Tisch was diagnosed within the last week after observers noted he was having memory problems, sources told The Daily News in Tuesday's editions.

No other details would be released, family spokesman Howard Rubenstein said Monday.

Tisch bought half of the team in 1991 from the Wellington Mara's
nephew, Tim Mara. The 78-year-old is the chairman of Loews Corp. He
served as postmaster general of the United States from 1986-88.

Since buying a share in the NFL team, Tisch has attended most
games. He also has made almost weekly visits to Giants Stadium to
watch practice and talk to players.

Forbes listed Tisch's worth at $2.3 billion last year. It is not clear what plans have been made for Tisch's share in the team.

``It's a jolt,'' Pro Bowl defensive end Michael Strahan said.
``He's a great man. I remember some of the things we've gone
through since I've been here and how good he's always been to me.
I'm definitely praying for him.''

Halfback Tiki Barber was upset by the news. He and his wife,
Ginny, live in New York City and they have visited Tisch at his
Manhattan office.

Barber has done charitable work for Take the Field Inc., a
nonprofit corporation founded by Tisch to renovate and rebuild
athletic fields at New York City's public schools.
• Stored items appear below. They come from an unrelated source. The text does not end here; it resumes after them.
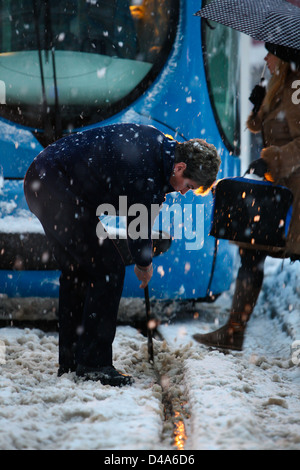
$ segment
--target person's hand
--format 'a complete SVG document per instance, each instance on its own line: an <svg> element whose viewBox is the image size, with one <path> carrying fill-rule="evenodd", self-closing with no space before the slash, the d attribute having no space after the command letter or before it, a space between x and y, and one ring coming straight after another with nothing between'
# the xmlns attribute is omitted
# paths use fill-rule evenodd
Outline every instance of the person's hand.
<svg viewBox="0 0 300 470"><path fill-rule="evenodd" d="M260 178L264 178L266 173L268 173L268 165L266 161L263 158L258 158L249 165L245 174L255 174Z"/></svg>
<svg viewBox="0 0 300 470"><path fill-rule="evenodd" d="M249 100L251 103L254 104L254 108L252 110L253 114L256 115L261 107L261 104L266 96L266 87L262 85L255 85L253 88L251 95L249 96Z"/></svg>
<svg viewBox="0 0 300 470"><path fill-rule="evenodd" d="M152 263L149 266L134 266L134 273L139 281L141 281L140 288L144 289L149 283L153 275Z"/></svg>

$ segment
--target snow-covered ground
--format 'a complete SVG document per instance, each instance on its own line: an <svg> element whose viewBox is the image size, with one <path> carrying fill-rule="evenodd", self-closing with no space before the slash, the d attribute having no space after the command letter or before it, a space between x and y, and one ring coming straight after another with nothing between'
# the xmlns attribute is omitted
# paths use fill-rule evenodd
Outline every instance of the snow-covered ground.
<svg viewBox="0 0 300 470"><path fill-rule="evenodd" d="M132 387L58 378L57 333L0 329L0 449L299 450L299 268L267 260L243 352L192 339L225 321L232 292L162 324L154 365L145 337L118 327L115 366Z"/></svg>

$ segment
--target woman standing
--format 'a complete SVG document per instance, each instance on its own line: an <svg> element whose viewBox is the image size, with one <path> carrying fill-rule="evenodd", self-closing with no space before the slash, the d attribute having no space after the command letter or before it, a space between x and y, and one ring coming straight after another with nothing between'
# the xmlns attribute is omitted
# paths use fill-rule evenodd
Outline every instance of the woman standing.
<svg viewBox="0 0 300 470"><path fill-rule="evenodd" d="M256 103L247 121L251 132L262 133L264 148L247 172L288 187L294 196L293 213L284 250L255 245L240 248L241 264L227 323L212 333L194 336L199 343L221 349L242 350L246 325L261 291L266 257L300 259L300 51L270 43L265 46L271 79L262 102Z"/></svg>

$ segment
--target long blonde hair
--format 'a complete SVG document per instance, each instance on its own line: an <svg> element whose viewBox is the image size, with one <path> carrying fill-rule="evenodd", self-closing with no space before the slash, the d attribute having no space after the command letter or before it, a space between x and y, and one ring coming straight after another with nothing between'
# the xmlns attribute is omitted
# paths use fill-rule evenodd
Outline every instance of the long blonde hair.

"He gives a ton back, to players and the community," Barber
said.

Neither the Giants, nor Howard Rubenstein, a Tisch family
spokesman, would give specifics about the brain tumor.

Dr. Alexis Demopoulos of Memorial Sloan-Kettering Cancer Center
said there are two primary types of brain tumors, meningiomas and
gliomas.

Surgery can be performed on most meningiomas, although some at
the base of the skull are inoperable, Demopoulos said.

There are three types of gliomas -- a low grade that strikes
people under 40, oligodendrogliomas and glioblastomas.

Glioblastomas are the most resistant to treatment, Demopoulos
said.

An estimated 18,450 new cases of cancer to the brain and other
nervous systems will be reported in the United States, according to
The American Cancer Society's 2004 Cancer Facts and Figures. There
will be about 12,690 deaths from the disease this year, the report
said.

Information from The Associated Press and Reuters was used in this report.